Modeling data distribution is challenging; DDN adopts a simple yet fundamentally different approach compared to mainstream generative models (Diffusion, GAN, VAE, autoregressive model):

1. The model generates multiple outputs simultaneously in a single forward pass, rather than just one output. 2. It uses these multiple outputs to approximate the target distribution of the training data. 3. These outputs together represent a discrete distribution. This is why we named it "Discrete Distribution Networks".

Every generative model has its unique properties, and DDN is no exception. Here, we highlight three characteristics of DDN:

- Zero-Shot Conditional Generation (ZSCG). - One-dimensional discrete latent representation organized in a tree structure. - Fully end-to-end differentiable.

Reviews from ICLR:

> I find the method novel and elegant. The novelty is very strong, and this should not be overlooked. This is a whole new method, very different from any of the existing generative models. > This is a very good paper that can open a door to new directions in generative modeling.

1. f_devd ◴[10 Oct 25 11:13 UTC] No.45537537[source]
Pretty interesting architecture, seems very easy to debug, but as a downside you effectively discard K-1 computations at each layer since it's using a sampler rather than a MoE-style router.

The best way I can summarize it is a Mixture-of-Experts combined with an 'x0-target' latent diffusion model. The main innovation is the guided sampler (rather than router) & split-and-prune optimizer; making it easier to train.

replies(2): >>45537638 #>>45540788 #
2. yorwba ◴[10 Oct 25 11:27 UTC] No.45537638[source]
Since the sampling probability is 1/K independent of the input, you don't need to compute K different intermediate outputs at each layer during inference, you can instead decide ahead of time which of the outputs you want to use and only compute that one.

(This is mentioned in Q1 in the "Common Questions About DDN" section at the bottom.)

replies(2): >>45539642 #>>45541272 #
3. kevmo314 ◴[10 Oct 25 14:42 UTC] No.45539642[source]
This is a very clever insight, nice work!
4. ActivePattern ◴[10 Oct 25 16:32 UTC] No.45540788[source]
I don't think you've understood the paper.

- There are no experts. The outputs are approximating random samples from the distribution.

- There is no latent diffusion going on. It's using convolutions similar to a GAN.

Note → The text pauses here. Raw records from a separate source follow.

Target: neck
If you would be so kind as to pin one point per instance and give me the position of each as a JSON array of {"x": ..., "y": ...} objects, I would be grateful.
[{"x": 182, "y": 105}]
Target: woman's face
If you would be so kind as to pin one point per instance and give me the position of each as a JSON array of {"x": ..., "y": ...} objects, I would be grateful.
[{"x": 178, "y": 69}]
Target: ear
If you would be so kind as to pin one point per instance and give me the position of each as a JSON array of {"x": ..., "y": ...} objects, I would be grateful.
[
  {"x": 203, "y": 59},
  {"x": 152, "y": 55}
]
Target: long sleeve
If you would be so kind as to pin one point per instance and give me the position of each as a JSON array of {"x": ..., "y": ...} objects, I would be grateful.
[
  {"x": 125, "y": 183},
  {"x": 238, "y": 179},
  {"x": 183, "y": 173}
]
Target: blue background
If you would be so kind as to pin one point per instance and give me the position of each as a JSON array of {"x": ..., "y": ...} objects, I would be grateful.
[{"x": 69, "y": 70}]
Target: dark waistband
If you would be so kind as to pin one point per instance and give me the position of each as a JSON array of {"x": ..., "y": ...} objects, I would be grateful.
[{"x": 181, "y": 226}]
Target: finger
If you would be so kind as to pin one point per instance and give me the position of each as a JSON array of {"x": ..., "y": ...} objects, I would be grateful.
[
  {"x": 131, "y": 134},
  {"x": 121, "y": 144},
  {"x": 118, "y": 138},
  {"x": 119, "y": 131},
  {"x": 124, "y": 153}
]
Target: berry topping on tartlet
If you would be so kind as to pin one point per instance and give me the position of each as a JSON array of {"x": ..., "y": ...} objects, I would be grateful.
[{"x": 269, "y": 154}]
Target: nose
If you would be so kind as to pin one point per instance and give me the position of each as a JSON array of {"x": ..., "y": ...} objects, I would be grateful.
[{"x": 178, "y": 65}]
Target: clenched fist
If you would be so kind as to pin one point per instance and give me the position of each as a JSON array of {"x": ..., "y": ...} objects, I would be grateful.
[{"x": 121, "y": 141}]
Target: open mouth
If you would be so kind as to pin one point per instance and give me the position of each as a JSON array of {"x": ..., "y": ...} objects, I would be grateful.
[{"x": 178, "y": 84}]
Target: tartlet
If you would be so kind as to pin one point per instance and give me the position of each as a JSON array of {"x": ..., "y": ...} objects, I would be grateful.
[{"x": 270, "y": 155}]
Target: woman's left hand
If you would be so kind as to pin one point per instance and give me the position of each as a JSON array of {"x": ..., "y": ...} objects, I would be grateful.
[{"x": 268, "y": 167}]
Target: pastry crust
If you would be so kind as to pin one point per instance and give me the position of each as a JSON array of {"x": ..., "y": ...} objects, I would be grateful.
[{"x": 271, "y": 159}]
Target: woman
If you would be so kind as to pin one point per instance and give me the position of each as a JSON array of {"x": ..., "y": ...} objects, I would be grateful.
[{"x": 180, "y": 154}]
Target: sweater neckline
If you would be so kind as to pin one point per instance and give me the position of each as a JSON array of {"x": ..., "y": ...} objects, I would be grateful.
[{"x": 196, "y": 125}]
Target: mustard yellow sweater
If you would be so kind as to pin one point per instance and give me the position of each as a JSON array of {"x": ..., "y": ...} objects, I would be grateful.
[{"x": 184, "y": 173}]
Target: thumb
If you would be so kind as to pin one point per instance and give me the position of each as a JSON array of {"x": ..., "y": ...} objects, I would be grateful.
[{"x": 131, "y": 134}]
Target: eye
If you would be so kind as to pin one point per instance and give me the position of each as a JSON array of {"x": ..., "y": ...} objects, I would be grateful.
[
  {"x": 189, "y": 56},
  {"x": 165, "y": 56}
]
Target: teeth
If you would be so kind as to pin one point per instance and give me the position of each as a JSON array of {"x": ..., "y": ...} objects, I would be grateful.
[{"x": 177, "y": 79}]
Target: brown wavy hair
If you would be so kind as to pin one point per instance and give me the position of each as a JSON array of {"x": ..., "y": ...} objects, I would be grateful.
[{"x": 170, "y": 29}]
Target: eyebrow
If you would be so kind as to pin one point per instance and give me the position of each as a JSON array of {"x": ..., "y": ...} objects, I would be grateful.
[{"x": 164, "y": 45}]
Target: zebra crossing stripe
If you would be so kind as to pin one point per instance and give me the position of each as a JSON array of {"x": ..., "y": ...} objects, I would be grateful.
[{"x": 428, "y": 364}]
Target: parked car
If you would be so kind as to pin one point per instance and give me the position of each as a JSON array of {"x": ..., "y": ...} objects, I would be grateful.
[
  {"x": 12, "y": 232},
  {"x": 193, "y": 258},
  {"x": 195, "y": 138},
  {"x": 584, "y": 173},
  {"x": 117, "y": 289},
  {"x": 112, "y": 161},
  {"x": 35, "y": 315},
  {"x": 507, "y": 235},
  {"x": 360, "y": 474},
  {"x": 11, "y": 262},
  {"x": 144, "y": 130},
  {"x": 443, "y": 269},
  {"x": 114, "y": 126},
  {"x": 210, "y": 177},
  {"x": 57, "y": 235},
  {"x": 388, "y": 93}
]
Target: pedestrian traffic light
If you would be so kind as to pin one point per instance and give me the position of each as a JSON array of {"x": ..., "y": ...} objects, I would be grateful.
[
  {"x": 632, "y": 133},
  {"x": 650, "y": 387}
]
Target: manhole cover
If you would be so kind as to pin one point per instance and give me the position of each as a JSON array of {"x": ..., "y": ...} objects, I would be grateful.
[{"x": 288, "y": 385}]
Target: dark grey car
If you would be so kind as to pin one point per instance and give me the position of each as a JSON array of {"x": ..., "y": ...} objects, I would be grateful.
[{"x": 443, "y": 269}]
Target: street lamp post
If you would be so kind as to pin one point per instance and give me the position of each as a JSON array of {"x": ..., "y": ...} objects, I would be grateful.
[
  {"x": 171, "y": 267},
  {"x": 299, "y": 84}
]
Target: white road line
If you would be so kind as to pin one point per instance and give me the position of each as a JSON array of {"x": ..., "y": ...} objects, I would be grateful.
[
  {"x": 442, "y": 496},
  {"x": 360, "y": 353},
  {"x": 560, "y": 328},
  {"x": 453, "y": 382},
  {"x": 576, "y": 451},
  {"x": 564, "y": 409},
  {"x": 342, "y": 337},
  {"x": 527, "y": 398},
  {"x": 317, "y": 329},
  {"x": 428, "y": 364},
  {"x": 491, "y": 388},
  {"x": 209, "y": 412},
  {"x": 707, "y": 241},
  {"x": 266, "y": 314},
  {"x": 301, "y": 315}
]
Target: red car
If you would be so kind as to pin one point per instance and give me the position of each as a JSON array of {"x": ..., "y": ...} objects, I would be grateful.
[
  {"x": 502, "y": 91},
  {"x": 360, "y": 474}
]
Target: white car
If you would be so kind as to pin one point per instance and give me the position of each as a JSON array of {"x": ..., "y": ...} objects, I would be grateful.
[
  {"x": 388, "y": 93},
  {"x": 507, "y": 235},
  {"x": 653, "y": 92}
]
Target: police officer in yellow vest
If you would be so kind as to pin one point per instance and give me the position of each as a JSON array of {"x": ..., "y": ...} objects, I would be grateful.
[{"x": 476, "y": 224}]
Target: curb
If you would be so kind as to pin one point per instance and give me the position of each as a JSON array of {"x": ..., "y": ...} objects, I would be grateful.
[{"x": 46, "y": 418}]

- At inference time, you select ahead-of-time the sample index, so you don't discard any computations.

replies(1): >>45541861 #
5. crondee ◴[10 Oct 25 17:10 UTC] No.45541272[source]
you dont get to do that for conditional generation though. When we have a target then we have to generate multiple, pick closest to target, and discard the rest.
6. diyer22 ◴[10 Oct 25 17:59 UTC] No.45541861[source]
I agree with @ActivePattern and thank you for your help in answering.

Supplement for @f_devd:

During training, the K outputs share the stem feature from the NN blocks, so generating the K outputs costs only a small amount of extra computation. After L2-distance sampling, discarding the other K-1 outputs therefore incurs a negligible cost and is not comparable to discarding K-1 MoE experts (which would be very expensive).